Together they raced the twenty feet separating them from the nearest SEAL, Lieutenant Lobo.

Susan forced back the vomit reaching her gorge at the sight of Lobo's face, eyeballs out of their sockets from the internal pressure of the round that tore his head in half, splashing the limestone around him with gray matter and bloody foam.

Cameron grabbed the SEAL's large side arm. Clenching her teeth, gunpowder assaulting her nostrils, she followed him around the cenote as a powerful blast shook the jungle to their right, followed by screams.

They reached the stone pillar, the one by the large temple, near the main cavelike entrance to the site. Susan stopped, pressing her back against the stone reliefs of the pillar, Cameron standing next to her, also breathing heavily.

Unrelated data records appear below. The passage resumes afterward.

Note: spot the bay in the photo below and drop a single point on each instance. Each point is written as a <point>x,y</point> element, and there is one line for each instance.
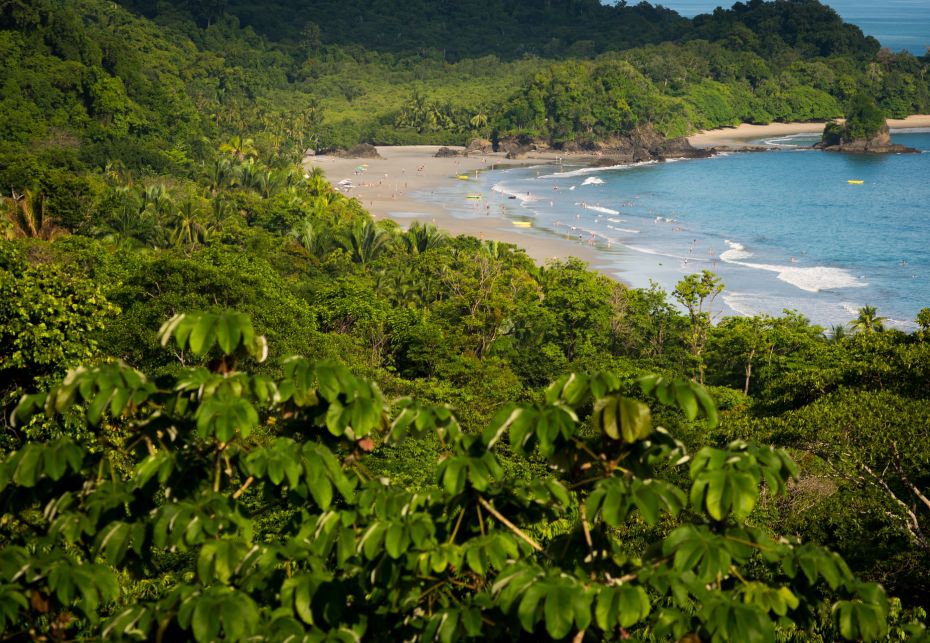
<point>784,229</point>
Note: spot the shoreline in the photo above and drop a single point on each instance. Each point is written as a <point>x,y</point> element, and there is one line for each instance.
<point>741,134</point>
<point>387,185</point>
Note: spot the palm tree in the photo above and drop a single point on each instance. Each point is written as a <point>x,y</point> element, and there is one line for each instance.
<point>26,216</point>
<point>270,182</point>
<point>314,238</point>
<point>240,148</point>
<point>365,242</point>
<point>188,230</point>
<point>249,172</point>
<point>156,198</point>
<point>478,121</point>
<point>422,237</point>
<point>868,321</point>
<point>317,183</point>
<point>219,175</point>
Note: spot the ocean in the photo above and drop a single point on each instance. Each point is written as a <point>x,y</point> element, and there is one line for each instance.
<point>783,229</point>
<point>897,24</point>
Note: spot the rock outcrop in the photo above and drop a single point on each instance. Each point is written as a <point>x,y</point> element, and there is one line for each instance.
<point>645,144</point>
<point>835,140</point>
<point>480,146</point>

A SEAL ran in their direction, the ground around him exploding from a fusillade of silent rounds. The warrior, the bulky blond Cameron had saved from the caiman two days ago, zigzagged as he sprinted across the front of the temple, by the steps. Then he suddenly arched back, a bullet stabbing his chest. He hit the ground just a dozen feet from Susan, rolled toward the steps, and miraculously surged back up to his knees, as if he were praying. The soldier lifted his weapon toward the trees beyond Susan and Cameron, but before he could fire, a round tore into his neck. As the young man's body remained kneeling for a few grotesque moments, his nearly severed head leaned back to a sickening angle, before ripping cleanly off his upper torso, hitting the ground with the thump of a sack of potatoes.

Susan cupped her mouth as she ran away, led by Cameron, feeling another convulsion, tasting the MRE in the back of her throat, her heavy breathing mixing with the howling of monkeys and squawking of birds. Moss dangled from high branches as she kicked her feet against the uneven terrain, the ground suddenly exploding in front of them, bullets walloping against the trees leading to the jungle.

They stopped, looking around them, nearly dropping to their knees as a powerful explosion shook the ground, followed by the terrified screams of a woman.

“What—who is that?” Susan asked, panting.

“Don't … don't know. But someone … wants us alive!” Cameron replied, nearly out of breath, scanning their surroundings with Lobo's gun, unable to find a target. She kept her Walther PPK hidden from view.

“You're … right,” she replied. “Otherwise we'd also be dead by—”

“Don't move!” a voice echoed by the edge of the site, mixing with the female screams emanating from the jungle to their immediate right. “And drop that gun!”

3

Antonio Strokk received a status report from each of his fire teams surrounding the site. All SEALs had been terminated and the scientists had been intercepted by the temple.

Staring at Celina who was currently reloading her submachine gun, he gave the order to terminate the intruders with extreme prejudice. He also ordered two of his men to hold the scientists at the temple until he got there.

A moment later he heard four of his men racing through the jungle in the direction of the screams.

4

Ishiguro Nakamura rushed to Jackie's side the moment a deafening explosion blasted Luis's body into a cloud of human debris, spraying the jungle around him, as well as Jackie, who had braced herself in the thick underbrush while screaming out loud.

“Are you okay?” he shouted, grabbing her shoulders, the loud explosion ringing in his ears.